木村のしたたり

音楽の木村のしたたりのレビュー・感想・評価

音楽(2019年製作の映画)
2.8
タイトルそのまんま、音楽のような作品。
突き刺されば旋律が頭に残り心が高揚しファンになる一方で刺さらなければ悲しく置いてけぼりになってしまう。残念ながら後者だった。

最初に鳴らしたところとか古美術の存在とか勿論ラストのフェスとか。印象的で直感的に「良い」と思うシーンはかなりあった。キャラも立ってるし台詞まわしも独特。何より全編手書きの絵がとんでもなく凄い。

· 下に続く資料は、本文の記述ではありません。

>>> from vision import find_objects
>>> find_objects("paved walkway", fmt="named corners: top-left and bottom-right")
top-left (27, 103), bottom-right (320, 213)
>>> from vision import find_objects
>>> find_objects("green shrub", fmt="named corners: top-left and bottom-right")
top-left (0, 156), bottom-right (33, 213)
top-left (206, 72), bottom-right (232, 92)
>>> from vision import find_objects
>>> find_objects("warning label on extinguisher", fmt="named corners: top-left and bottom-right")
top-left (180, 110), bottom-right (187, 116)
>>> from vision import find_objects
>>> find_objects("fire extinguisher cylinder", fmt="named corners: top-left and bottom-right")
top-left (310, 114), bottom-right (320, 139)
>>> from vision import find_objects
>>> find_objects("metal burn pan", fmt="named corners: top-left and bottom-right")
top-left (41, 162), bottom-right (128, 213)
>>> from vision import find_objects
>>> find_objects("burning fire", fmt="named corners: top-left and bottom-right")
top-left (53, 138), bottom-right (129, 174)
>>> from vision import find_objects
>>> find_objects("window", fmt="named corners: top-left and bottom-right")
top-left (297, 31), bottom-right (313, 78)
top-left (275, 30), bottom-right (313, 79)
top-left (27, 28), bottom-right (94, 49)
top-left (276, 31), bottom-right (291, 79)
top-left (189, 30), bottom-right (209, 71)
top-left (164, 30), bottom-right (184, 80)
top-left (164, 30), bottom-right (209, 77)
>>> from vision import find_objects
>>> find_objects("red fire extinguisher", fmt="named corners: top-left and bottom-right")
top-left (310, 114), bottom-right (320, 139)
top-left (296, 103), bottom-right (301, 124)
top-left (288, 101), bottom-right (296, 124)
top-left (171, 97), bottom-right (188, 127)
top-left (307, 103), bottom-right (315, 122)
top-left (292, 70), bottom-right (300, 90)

のは否定のしようがないのだけどたぶんこれは本当に好みの問題で、ビートルズ1曲聴いて世界が変わって音楽で生きていくことを選択する人もいれば、聴いた10秒後にはもう忘れてる人もいる。という話なんだと思う。笑いが起こるレビューを多く見るけどその点に関してもゼロに近かった。

最初に音鳴らしたところ、確かに「良い場面」だなと思うのだけど、「良い音楽」とは感じられなかったのも大きな要因かもしれない。アンセムらしいアンセム、キャッチーさを求めていたのかしらね。

ただ面白さとは別物で、7年かけて個人でこのアニメーション映画を作るという途方もない背景はめちゃくちゃ興味わく。何にしても映画なのか音楽なのか漫画なのかアニメなのか咀嚼しきれない異色な作品。たぶんゴタゴタ考えずに直感で楽しむ方がよい。